Senator Sen. Rand Paul (R-KY) said that the name of a professional football team isn’t a legitimate concern of the federal government on Meet the Press Sunday morning.
“I’m not much for the government getting involved in the NFL,” the Kentucky Republican told host David Gregory. “I don’t really have a personal, private or public, opinion on what the Redskins name should be.”
Gregory’s question on the Redskins referenced a letter signed by 50 Democratic senators petitioning the NFL to unilaterally change the name of Dan Snyder’s team. “Now is the time for the NFL to act,” the letter sent last month implored NFL Commissioner Roger Goodell. “The Washington, D.C. football team is on the wrong side of history. What message does it send to punish slurs against African Americans while endorsing slurs against Native Americans?”
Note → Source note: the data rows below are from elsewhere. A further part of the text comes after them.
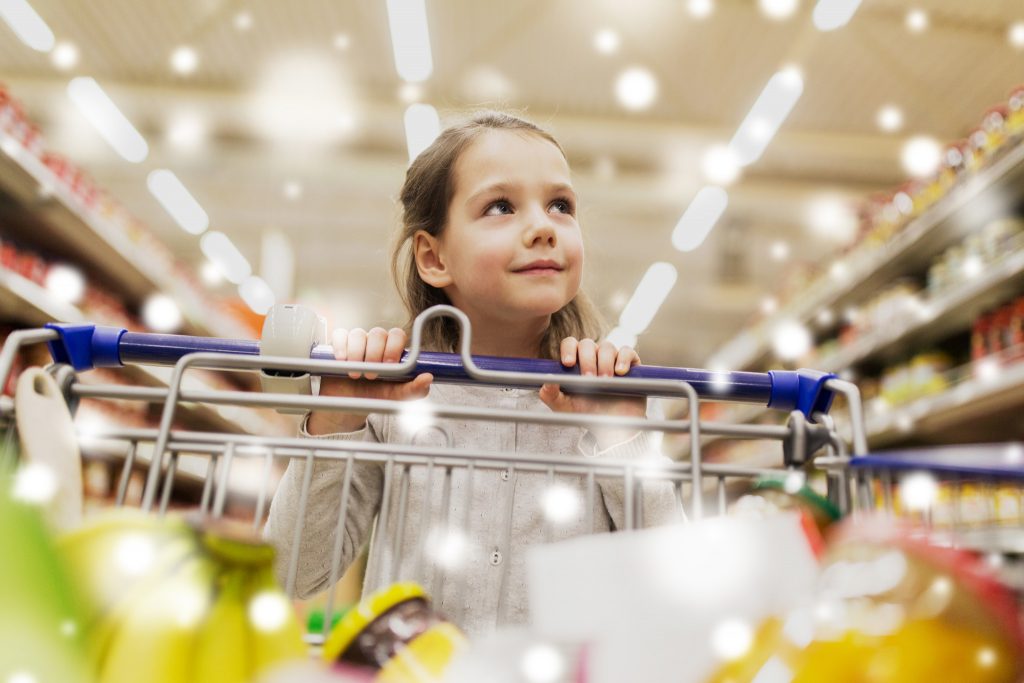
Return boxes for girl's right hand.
[306,328,434,434]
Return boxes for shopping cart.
[0,306,866,636]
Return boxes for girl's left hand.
[541,337,647,428]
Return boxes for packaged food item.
[710,518,1024,683]
[729,470,840,537]
[1007,296,1024,362]
[1007,85,1024,140]
[324,583,467,683]
[971,313,991,362]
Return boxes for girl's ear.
[413,230,452,289]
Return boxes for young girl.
[266,112,681,634]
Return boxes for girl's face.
[421,130,583,327]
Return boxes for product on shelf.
[711,520,1024,683]
[928,216,1024,297]
[0,84,254,332]
[59,509,307,683]
[745,86,1024,339]
[971,296,1024,376]
[324,583,467,683]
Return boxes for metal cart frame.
[0,306,866,635]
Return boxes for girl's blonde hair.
[391,111,604,358]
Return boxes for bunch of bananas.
[0,471,88,683]
[60,510,307,683]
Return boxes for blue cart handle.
[46,323,836,418]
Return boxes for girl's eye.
[551,200,573,215]
[483,200,512,216]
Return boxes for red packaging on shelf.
[971,313,991,362]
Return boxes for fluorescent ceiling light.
[387,0,434,83]
[199,230,253,285]
[0,0,54,52]
[672,185,729,251]
[142,294,181,332]
[239,275,274,315]
[145,168,210,234]
[406,104,441,164]
[700,144,739,185]
[68,77,150,164]
[50,43,78,71]
[759,0,800,19]
[813,0,860,31]
[618,261,677,335]
[259,230,295,301]
[729,68,804,166]
[45,263,85,304]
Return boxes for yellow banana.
[58,509,198,623]
[189,568,252,683]
[97,555,216,683]
[246,564,308,675]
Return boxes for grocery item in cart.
[710,518,1024,683]
[324,583,466,683]
[60,509,306,683]
[0,467,89,683]
[730,470,840,536]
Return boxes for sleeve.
[578,397,686,529]
[263,415,384,598]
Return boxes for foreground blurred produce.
[711,520,1024,683]
[59,510,306,683]
[0,470,88,683]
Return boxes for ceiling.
[0,0,1024,366]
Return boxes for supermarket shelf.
[0,268,83,326]
[867,362,1024,447]
[707,145,1024,370]
[815,246,1024,372]
[0,268,266,434]
[0,131,248,338]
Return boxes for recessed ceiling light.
[50,42,78,71]
[1007,22,1024,49]
[906,8,928,33]
[171,45,199,76]
[874,104,903,133]
[686,0,715,19]
[615,67,657,112]
[900,135,942,178]
[234,12,253,31]
[771,241,790,261]
[282,180,303,202]
[594,29,620,54]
Sen. Harry Reid (D-NV), one of the signatories of the letter, vowed this week not to attend a game at FedEx Field until the Redskins change their name. On Wednesday, the U.S. Patent Office cancelled six team trademarks after a ruling called the Redskins name “disparaging” to Native Americans.
Paul referenced the NBA’s move to force a sale of the Los Angeles Clippers because of owner Donald Sterling’s speech and behavior as an example of how private contracts can foster change independent of political involvement. But in the case of the Redskins, Paul said: “I don’t know with the name.”
The senator held that politicians sometimes get “distracted” talking about symbolic fights when Americans face “more important things.” The “more important things” Paul addressed on the program included Hillary Clinton’s failure to heighten security for diplomatic staff in Libya after being asked to do so, how the Iraq War has “emboldened Iran” and led to Islamic terrorists taking over large swaths of Mesopotamia, border security needing to come before work-visa based immigration reform, and the restoration of voting rights for non-violent felons.
Daniel J. Flynn, the author of The War on Football: Saving America’s Game (Regnery, 2013), edits Breitbart Sports.